Liz Ortenburger: Including Survivors
For two decades, Liz Ortenburger has been fighting for the rights of women and children. Prior to joining SafeNest, which provides services for victims of domestic violence in Nevada as well as advocacy and prevention education, Ortenburger served in leadership positions at the Girl Scouts and the YMCA. In her current position as the CEO for SafeNest, Ortenburger directs her energy and passion to ending the epidemic of domestic violence.
As someone who works with survivors, how do you believe Marsy’s Law helps current victims and survivors of crime?
Marsy’s Law keeps us up to date on critical information and, importantly, works to give survivors a voice as they navigate the criminal justice system.
In discussing the criminal justice system with victims and survivors, what have you found to be common themes/frustrations for those navigating the system?
Victims/survivors want to be included in the process. They want to know and understand what’s happening in their case.
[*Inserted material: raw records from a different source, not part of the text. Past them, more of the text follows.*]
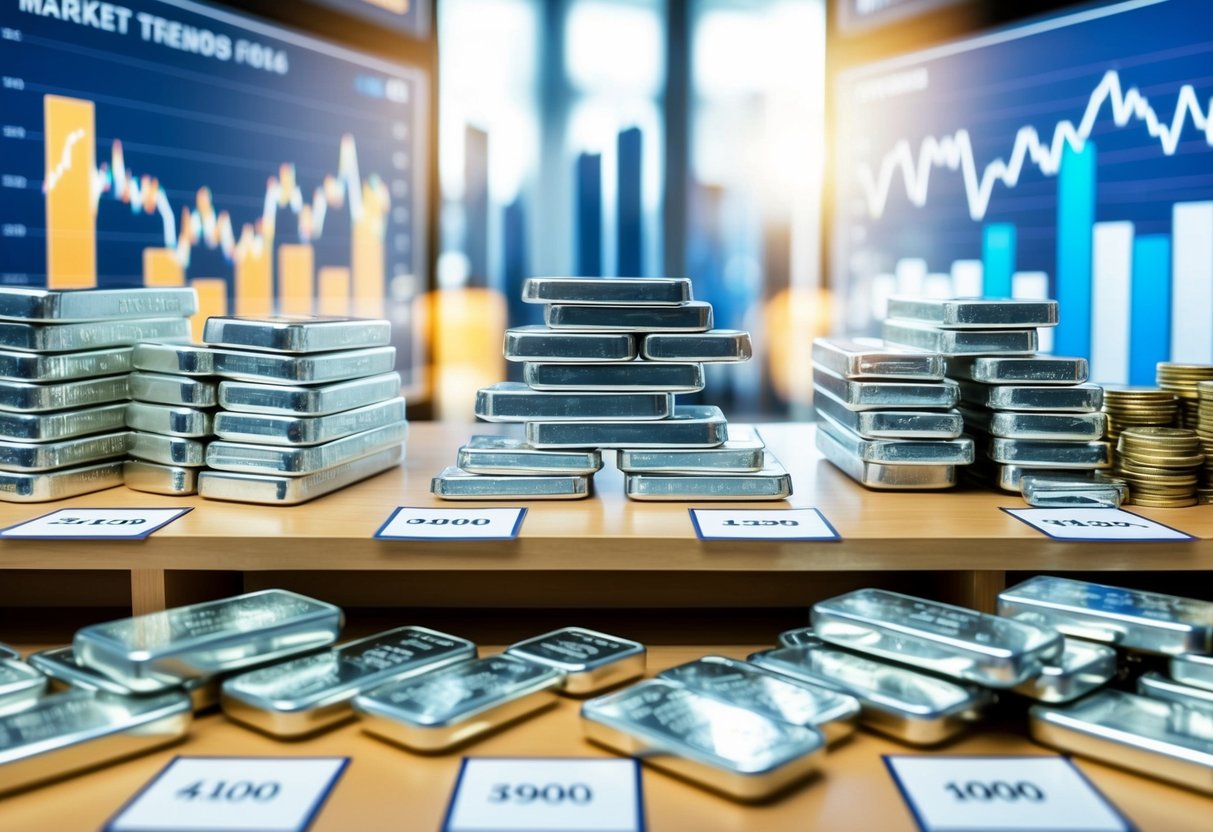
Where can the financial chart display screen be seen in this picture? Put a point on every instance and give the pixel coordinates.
(1070, 158)
(163, 142)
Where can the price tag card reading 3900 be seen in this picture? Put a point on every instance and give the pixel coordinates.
(1003, 793)
(246, 793)
(546, 795)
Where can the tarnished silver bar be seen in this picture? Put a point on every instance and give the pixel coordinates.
(941, 638)
(1132, 733)
(740, 753)
(455, 705)
(590, 660)
(1131, 619)
(309, 694)
(149, 653)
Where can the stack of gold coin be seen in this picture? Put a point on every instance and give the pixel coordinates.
(1162, 466)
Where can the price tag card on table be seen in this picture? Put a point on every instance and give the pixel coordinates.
(245, 793)
(95, 524)
(762, 524)
(546, 795)
(413, 523)
(1002, 793)
(1102, 525)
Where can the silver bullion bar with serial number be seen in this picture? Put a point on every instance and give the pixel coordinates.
(77, 730)
(909, 706)
(590, 660)
(740, 753)
(280, 490)
(457, 704)
(770, 694)
(692, 426)
(318, 400)
(290, 334)
(149, 653)
(309, 694)
(871, 358)
(1133, 733)
(266, 429)
(951, 640)
(1129, 619)
(650, 291)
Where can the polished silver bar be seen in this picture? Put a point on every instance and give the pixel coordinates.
(590, 660)
(266, 429)
(279, 490)
(871, 358)
(1131, 619)
(313, 693)
(319, 400)
(289, 334)
(1132, 733)
(69, 733)
(738, 752)
(457, 704)
(149, 653)
(692, 426)
(651, 291)
(909, 706)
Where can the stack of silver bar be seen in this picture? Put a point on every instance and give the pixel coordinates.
(887, 416)
(307, 405)
(64, 365)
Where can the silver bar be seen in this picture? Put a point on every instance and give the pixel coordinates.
(68, 733)
(871, 358)
(1131, 619)
(95, 335)
(975, 312)
(692, 426)
(263, 429)
(951, 640)
(50, 455)
(738, 752)
(66, 366)
(21, 486)
(317, 369)
(711, 347)
(651, 291)
(302, 461)
(506, 455)
(897, 701)
(770, 694)
(539, 343)
(307, 695)
(457, 484)
(319, 400)
(1132, 733)
(590, 660)
(291, 490)
(23, 397)
(289, 334)
(624, 376)
(149, 653)
(459, 704)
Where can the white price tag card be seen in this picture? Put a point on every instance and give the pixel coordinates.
(246, 793)
(409, 523)
(1097, 524)
(1003, 793)
(95, 524)
(546, 795)
(762, 524)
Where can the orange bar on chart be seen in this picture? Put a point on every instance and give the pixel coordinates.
(70, 212)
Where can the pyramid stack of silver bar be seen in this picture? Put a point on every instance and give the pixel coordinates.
(887, 416)
(307, 405)
(64, 382)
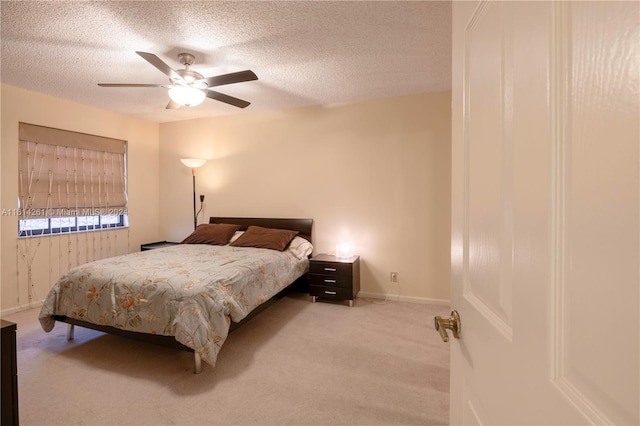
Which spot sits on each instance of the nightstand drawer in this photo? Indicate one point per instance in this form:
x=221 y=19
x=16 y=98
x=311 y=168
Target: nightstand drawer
x=332 y=292
x=330 y=280
x=331 y=268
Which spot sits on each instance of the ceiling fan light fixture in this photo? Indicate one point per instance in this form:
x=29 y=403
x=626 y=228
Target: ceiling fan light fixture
x=186 y=95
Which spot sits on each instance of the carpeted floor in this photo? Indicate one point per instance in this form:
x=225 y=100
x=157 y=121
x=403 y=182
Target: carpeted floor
x=297 y=363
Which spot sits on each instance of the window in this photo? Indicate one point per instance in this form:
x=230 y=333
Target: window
x=70 y=182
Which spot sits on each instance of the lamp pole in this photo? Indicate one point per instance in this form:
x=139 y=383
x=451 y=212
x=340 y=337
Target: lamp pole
x=195 y=216
x=194 y=163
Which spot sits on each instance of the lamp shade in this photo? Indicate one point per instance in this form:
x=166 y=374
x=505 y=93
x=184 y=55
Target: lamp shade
x=194 y=163
x=186 y=95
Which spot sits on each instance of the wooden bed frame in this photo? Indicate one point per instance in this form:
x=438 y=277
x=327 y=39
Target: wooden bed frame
x=304 y=228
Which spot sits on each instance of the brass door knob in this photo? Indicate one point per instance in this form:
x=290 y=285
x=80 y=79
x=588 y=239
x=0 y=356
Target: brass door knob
x=452 y=323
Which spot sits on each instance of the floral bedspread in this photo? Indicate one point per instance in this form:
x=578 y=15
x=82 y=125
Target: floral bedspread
x=190 y=291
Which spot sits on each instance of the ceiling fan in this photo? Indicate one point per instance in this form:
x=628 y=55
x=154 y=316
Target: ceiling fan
x=189 y=88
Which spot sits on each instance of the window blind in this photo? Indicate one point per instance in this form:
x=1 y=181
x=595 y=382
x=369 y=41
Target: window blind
x=65 y=173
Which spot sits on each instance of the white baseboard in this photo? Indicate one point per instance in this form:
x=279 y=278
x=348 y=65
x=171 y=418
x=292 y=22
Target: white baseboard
x=411 y=299
x=21 y=308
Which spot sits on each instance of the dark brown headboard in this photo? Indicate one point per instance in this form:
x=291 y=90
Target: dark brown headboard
x=303 y=226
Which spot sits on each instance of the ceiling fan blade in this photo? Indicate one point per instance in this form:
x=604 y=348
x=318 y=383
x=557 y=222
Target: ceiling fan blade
x=172 y=105
x=234 y=77
x=131 y=85
x=227 y=99
x=161 y=65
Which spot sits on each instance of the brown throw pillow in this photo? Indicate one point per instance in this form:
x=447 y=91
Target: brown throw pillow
x=212 y=233
x=271 y=238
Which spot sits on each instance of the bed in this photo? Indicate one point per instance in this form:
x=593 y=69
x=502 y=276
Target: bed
x=187 y=296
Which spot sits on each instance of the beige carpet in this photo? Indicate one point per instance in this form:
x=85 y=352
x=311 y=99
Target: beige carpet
x=297 y=363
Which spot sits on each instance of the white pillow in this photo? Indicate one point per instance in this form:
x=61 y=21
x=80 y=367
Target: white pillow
x=300 y=247
x=236 y=236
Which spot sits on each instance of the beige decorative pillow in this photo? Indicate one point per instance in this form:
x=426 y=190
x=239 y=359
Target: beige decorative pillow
x=271 y=238
x=212 y=233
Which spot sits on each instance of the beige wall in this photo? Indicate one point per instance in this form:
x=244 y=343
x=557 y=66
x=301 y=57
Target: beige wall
x=54 y=255
x=376 y=173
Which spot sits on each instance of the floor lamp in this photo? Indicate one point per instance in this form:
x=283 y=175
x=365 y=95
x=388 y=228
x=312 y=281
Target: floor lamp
x=194 y=163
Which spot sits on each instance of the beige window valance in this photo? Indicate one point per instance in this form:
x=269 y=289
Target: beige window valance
x=65 y=173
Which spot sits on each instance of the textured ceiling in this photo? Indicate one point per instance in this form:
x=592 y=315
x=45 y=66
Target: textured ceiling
x=304 y=52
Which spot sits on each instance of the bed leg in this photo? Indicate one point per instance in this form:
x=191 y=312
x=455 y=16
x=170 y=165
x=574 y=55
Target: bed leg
x=70 y=330
x=197 y=363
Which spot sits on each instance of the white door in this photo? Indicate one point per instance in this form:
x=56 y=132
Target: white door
x=546 y=199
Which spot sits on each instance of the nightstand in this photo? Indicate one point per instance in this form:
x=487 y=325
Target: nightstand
x=334 y=277
x=159 y=244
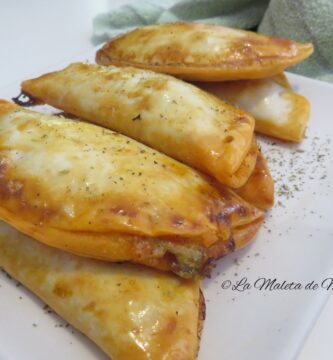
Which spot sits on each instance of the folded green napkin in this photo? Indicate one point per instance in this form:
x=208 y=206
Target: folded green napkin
x=302 y=20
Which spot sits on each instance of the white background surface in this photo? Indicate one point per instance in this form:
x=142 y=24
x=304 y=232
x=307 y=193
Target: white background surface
x=37 y=34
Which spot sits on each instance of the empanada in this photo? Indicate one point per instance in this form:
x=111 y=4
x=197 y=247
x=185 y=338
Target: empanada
x=97 y=193
x=203 y=52
x=129 y=311
x=163 y=112
x=259 y=188
x=277 y=109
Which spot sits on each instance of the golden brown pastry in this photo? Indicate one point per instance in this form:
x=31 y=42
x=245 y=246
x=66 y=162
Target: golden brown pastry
x=277 y=109
x=259 y=189
x=203 y=52
x=163 y=112
x=129 y=311
x=97 y=193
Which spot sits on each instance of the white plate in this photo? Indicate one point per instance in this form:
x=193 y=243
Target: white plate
x=295 y=244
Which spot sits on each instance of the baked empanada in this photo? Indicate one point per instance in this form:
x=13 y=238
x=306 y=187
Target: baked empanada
x=203 y=52
x=259 y=188
x=97 y=193
x=163 y=112
x=129 y=311
x=277 y=109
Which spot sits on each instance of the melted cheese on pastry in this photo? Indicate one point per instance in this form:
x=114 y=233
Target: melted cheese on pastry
x=165 y=113
x=131 y=312
x=277 y=109
x=97 y=193
x=203 y=52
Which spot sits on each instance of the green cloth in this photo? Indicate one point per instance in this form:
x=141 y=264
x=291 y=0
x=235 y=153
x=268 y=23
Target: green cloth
x=302 y=20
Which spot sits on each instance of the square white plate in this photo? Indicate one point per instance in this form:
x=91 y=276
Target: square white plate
x=294 y=245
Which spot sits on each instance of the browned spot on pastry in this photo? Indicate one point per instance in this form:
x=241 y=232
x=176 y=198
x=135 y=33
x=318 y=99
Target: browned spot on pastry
x=229 y=139
x=90 y=307
x=62 y=290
We want to limit confusion and empower survivors with support and information.
Which component of Marsy’s Law for Nevada stands out most to you and why?
The right to be informed of the conviction, sentence, place and time of incarceration, or other disposition of the defendant, the scheduled release date of the defendant, and the release of or the escape by the defendant from custody. This right empowers survivors and gives them a sense of control throughout the criminal justice process, which can be at times frustrating and overwhelming.
As you've worked to spread awareness about Marsy's Law in Nevada, what has been the response from those you work with and in your community?
Working with Marsy’s Law for Nevada provides yet another platform to unite, inspire and motivate our community to support – AND understand – victims’ rights.